The blog covers releases in the areas of free and mainstream jazz, world music, "art" rock, and the blues. Classical coverage, which was originally here, continues on the Gapplegate Classical-Modern Review (see link on this page). Where are we right now and how did we get here? That's the concern.
Tuesday, August 16, 2011
Ken Vandermark Solo "Furniture Music"
If you think it's easy to make a solo woodwind improvisation album and keep it interesting, then you have an optimistic outlook on just about everything, I would think. It's you, your instrument and a microphone or two and that's it.
Ken Vandermark made such an album a few years ago. He perhaps ironically titled it Furniture Music (Okka Disk 12046). For those that don't know, "Furniture Music" was the name of a set of pieces Eric Satie composed for social situations where the music was to be a background to the convivial gathering of folks, their chatter, the tinkling of ice in cocktail glasses and the like. He was ironically adament that the music be ignored. The music was purposely banal and repetitious, but since it was Satie doing it it turned out that the music was really quite fascinating and a prophetic forerunner to what was later known as minimalism.
For Ken to call his solo reed recording by that title, he was applying a bit of modest irony to his own music. Like Satie's piece, this is not really background music at all, and in a way it was a comment on how difficult it could be to improvise on a single-line solo instrument for any length of time while retaining audience interest.
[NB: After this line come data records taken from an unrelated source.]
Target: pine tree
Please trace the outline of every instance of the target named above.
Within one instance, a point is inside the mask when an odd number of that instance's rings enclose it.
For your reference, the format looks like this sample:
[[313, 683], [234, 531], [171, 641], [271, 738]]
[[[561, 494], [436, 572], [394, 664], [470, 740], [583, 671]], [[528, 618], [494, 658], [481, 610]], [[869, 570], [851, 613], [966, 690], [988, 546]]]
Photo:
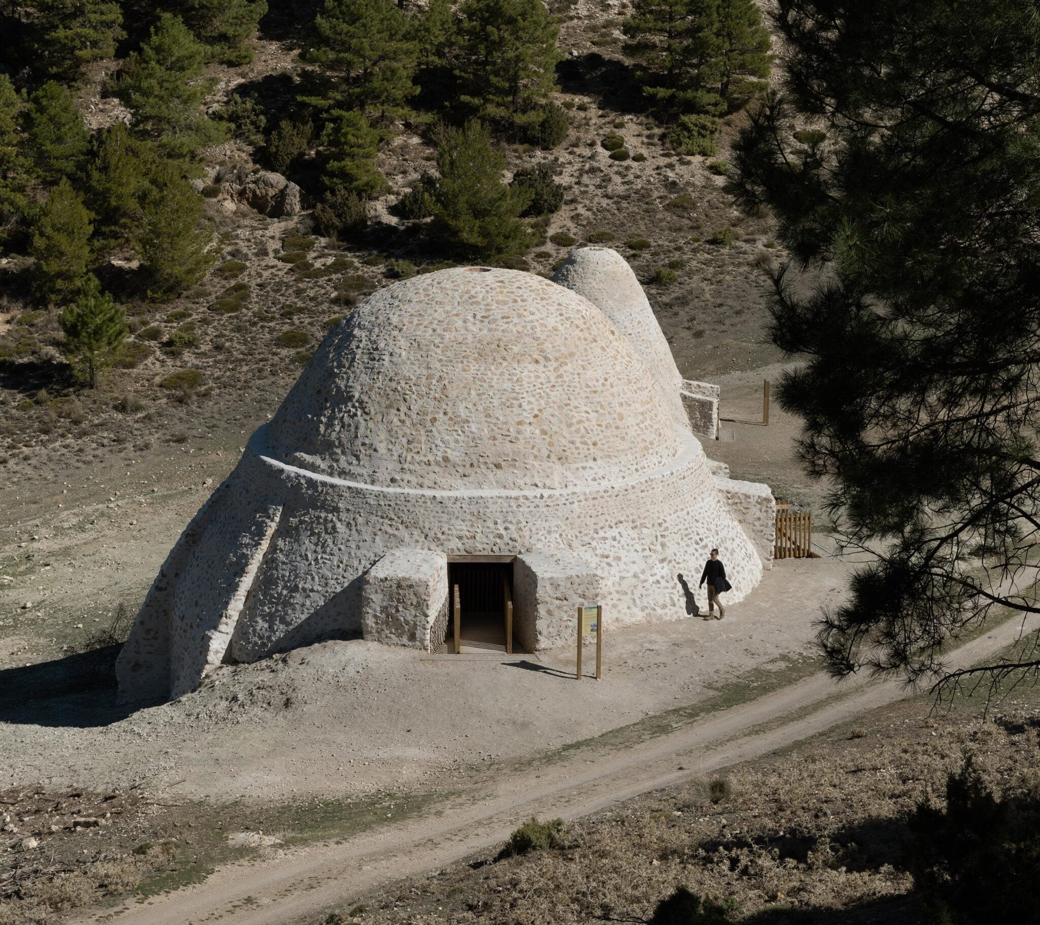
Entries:
[[720, 0], [718, 32], [722, 39], [719, 96], [730, 109], [737, 109], [766, 88], [772, 41], [754, 0]]
[[111, 253], [132, 247], [139, 239], [145, 212], [141, 203], [155, 171], [151, 144], [134, 138], [116, 122], [100, 133], [87, 173], [87, 203], [95, 215], [95, 247]]
[[324, 174], [327, 187], [343, 187], [362, 199], [378, 195], [386, 188], [386, 180], [375, 169], [380, 133], [360, 112], [330, 113], [321, 141], [332, 150]]
[[62, 177], [36, 216], [29, 244], [43, 295], [61, 302], [79, 288], [90, 260], [92, 230], [82, 197]]
[[[789, 96], [752, 111], [735, 180], [792, 257], [780, 400], [832, 532], [869, 550], [818, 642], [836, 676], [932, 683], [950, 640], [1040, 603], [1040, 19], [1032, 0], [778, 0], [774, 26]], [[1036, 644], [945, 684], [1013, 689]]]
[[133, 112], [133, 128], [168, 155], [188, 157], [227, 137], [225, 123], [207, 118], [202, 103], [206, 50], [179, 17], [163, 14], [140, 52], [127, 58], [116, 94]]
[[267, 11], [266, 0], [187, 0], [178, 6], [208, 57], [232, 65], [253, 60], [253, 37]]
[[306, 59], [330, 81], [319, 107], [357, 109], [386, 122], [408, 112], [418, 45], [391, 0], [326, 0]]
[[206, 275], [216, 258], [210, 249], [213, 228], [205, 205], [176, 163], [162, 162], [145, 194], [144, 227], [137, 252], [149, 295], [183, 292]]
[[82, 170], [90, 136], [72, 96], [60, 83], [49, 80], [29, 98], [23, 124], [37, 177], [54, 183]]
[[76, 300], [58, 316], [58, 323], [66, 336], [66, 355], [77, 375], [96, 388], [98, 371], [115, 362], [127, 336], [125, 312], [90, 273], [80, 284]]
[[[750, 0], [749, 0], [750, 2]], [[666, 117], [718, 114], [720, 0], [633, 0], [622, 29], [643, 92]]]
[[542, 0], [463, 0], [459, 12], [460, 102], [498, 125], [541, 122], [562, 57]]
[[6, 236], [25, 214], [27, 164], [18, 131], [22, 98], [6, 74], [0, 74], [0, 237]]
[[458, 25], [451, 0], [430, 0], [419, 14], [413, 29], [423, 71], [439, 71], [449, 63]]
[[32, 8], [36, 62], [67, 80], [90, 61], [114, 57], [126, 34], [116, 0], [33, 0]]
[[471, 120], [463, 129], [446, 129], [437, 167], [441, 179], [431, 224], [435, 241], [462, 257], [485, 260], [528, 249], [530, 235], [518, 216], [530, 204], [531, 190], [502, 182], [505, 155], [492, 143], [486, 126]]

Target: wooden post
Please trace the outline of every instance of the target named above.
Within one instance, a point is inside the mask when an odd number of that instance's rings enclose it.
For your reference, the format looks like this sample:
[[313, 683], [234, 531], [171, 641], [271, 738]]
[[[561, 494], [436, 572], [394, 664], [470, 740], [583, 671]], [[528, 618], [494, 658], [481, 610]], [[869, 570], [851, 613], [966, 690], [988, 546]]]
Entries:
[[456, 655], [462, 652], [462, 604], [459, 600], [459, 585], [454, 586], [454, 599], [453, 599], [453, 610], [454, 610], [454, 634], [456, 634]]
[[505, 654], [513, 655], [513, 598], [510, 596], [510, 580], [504, 577], [502, 593], [505, 596]]
[[581, 616], [583, 608], [578, 606], [578, 681], [581, 680]]
[[596, 680], [603, 665], [603, 605], [596, 605]]

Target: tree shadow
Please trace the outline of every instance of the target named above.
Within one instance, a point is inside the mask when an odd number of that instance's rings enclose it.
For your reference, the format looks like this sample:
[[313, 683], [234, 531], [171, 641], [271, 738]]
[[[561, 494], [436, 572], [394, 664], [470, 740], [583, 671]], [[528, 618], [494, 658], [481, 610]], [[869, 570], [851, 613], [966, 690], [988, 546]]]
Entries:
[[565, 58], [556, 64], [556, 80], [566, 94], [599, 97], [604, 109], [632, 114], [649, 109], [631, 65], [599, 52]]
[[0, 389], [35, 395], [46, 389], [57, 396], [76, 387], [76, 376], [68, 363], [56, 360], [0, 361]]
[[116, 704], [121, 645], [0, 670], [0, 722], [16, 725], [110, 725], [148, 704]]

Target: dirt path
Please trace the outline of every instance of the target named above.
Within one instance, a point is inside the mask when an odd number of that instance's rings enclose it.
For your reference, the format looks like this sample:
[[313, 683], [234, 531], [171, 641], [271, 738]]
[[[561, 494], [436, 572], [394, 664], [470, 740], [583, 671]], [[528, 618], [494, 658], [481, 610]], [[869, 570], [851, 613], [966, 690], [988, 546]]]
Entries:
[[[1040, 618], [1026, 624], [1035, 629]], [[952, 653], [957, 667], [1012, 644], [1011, 619]], [[574, 818], [640, 793], [758, 758], [906, 695], [898, 681], [837, 686], [824, 675], [710, 715], [639, 748], [577, 749], [560, 762], [503, 776], [490, 792], [468, 793], [435, 817], [366, 832], [342, 844], [232, 865], [205, 882], [144, 903], [95, 911], [76, 923], [182, 925], [214, 921], [274, 925], [300, 921], [382, 883], [443, 867], [503, 842], [524, 818]]]

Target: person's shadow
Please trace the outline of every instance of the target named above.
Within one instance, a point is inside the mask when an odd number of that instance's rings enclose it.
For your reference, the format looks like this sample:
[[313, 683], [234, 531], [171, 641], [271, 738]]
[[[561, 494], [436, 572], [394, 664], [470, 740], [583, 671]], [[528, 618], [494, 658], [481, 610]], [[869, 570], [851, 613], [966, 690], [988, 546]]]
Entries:
[[680, 572], [676, 578], [679, 579], [679, 584], [682, 585], [682, 593], [686, 597], [686, 616], [700, 616], [701, 608], [697, 606], [697, 599], [694, 598], [694, 592], [690, 590], [690, 585], [686, 584], [682, 573]]

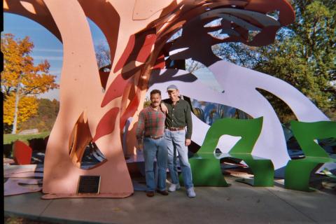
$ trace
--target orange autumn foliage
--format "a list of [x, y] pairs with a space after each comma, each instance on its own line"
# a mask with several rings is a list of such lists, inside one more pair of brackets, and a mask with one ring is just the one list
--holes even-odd
[[[1, 72], [1, 92], [4, 94], [4, 122], [16, 125], [36, 113], [36, 96], [58, 88], [55, 76], [49, 74], [47, 60], [34, 65], [30, 56], [33, 43], [26, 36], [15, 39], [14, 35], [1, 35], [4, 71]], [[18, 98], [15, 98], [18, 97]], [[18, 118], [15, 120], [15, 108]]]

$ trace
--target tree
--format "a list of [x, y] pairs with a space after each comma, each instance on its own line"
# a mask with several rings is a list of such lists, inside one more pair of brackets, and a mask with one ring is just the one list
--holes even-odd
[[[58, 88], [56, 76], [48, 74], [50, 65], [47, 60], [34, 66], [30, 56], [33, 48], [34, 44], [27, 36], [15, 39], [11, 34], [1, 36], [4, 122], [13, 124], [12, 134], [16, 133], [18, 122], [36, 113], [36, 96]], [[13, 106], [14, 111], [10, 106]]]
[[[332, 4], [333, 1], [333, 4]], [[262, 48], [241, 43], [220, 46], [219, 56], [289, 83], [330, 118], [336, 108], [336, 6], [334, 1], [293, 1], [295, 22]], [[293, 118], [275, 96], [262, 92], [282, 122]], [[334, 111], [334, 112], [332, 112]]]
[[41, 132], [50, 131], [59, 110], [59, 102], [56, 99], [38, 99], [37, 113], [18, 125], [19, 130], [37, 128]]
[[108, 46], [99, 44], [95, 48], [95, 51], [99, 68], [111, 64], [111, 52]]

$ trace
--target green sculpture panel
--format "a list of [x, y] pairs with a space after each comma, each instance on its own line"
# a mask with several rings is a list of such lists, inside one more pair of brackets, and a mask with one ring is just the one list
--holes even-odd
[[319, 121], [304, 122], [292, 121], [292, 131], [304, 153], [304, 158], [290, 160], [286, 167], [285, 188], [312, 191], [309, 179], [313, 169], [318, 164], [336, 162], [316, 141], [318, 139], [336, 137], [336, 122]]

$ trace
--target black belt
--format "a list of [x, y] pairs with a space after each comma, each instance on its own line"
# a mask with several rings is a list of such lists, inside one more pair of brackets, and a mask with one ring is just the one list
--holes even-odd
[[163, 138], [163, 136], [147, 135], [147, 136], [145, 136], [145, 138], [150, 138], [150, 139], [160, 139], [161, 138]]
[[167, 129], [173, 132], [184, 130], [184, 127], [167, 127]]

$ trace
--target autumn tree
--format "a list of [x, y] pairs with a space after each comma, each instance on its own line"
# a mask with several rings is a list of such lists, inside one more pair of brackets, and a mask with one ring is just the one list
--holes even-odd
[[18, 130], [37, 128], [39, 131], [50, 131], [59, 110], [59, 102], [56, 99], [37, 99], [38, 107], [36, 115], [20, 123]]
[[58, 88], [56, 76], [49, 74], [50, 64], [47, 60], [34, 65], [30, 56], [33, 48], [34, 44], [27, 36], [15, 39], [11, 34], [1, 35], [4, 122], [13, 125], [12, 134], [16, 133], [18, 122], [36, 113], [36, 96]]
Vandermark's Furniture Music succeeds because he is a very creative cat. The bulk of the recording was made in the studio, but the final numbers are from a live date. Ken's strategy was to keep each segment relatively short, to vary the instrumentation, and to limit the tone production and sound qualities of each improvisation to certain parameters. So you get explosive pops as a sound event on the baritone sax, legato clarinet, boppish bari phrases, squealing shrieks on the clarinet, subtones on the bass clarinet, and so on.
Needless to say perhaps, but this is not a disk where one expects Ken to break out into a version of "Body and Soul." And he doesn't. It IS a varied and adventurous trip through the colors of sound and tone poetry Vandermark creates in the course of the 65-minute program.
This may not be an album that changes the universe and its ordering. It may not even change your idea of music if you already have sampled "free" improv. But with a Zen sort of concentration on the part of the listener this is music that is far from boring.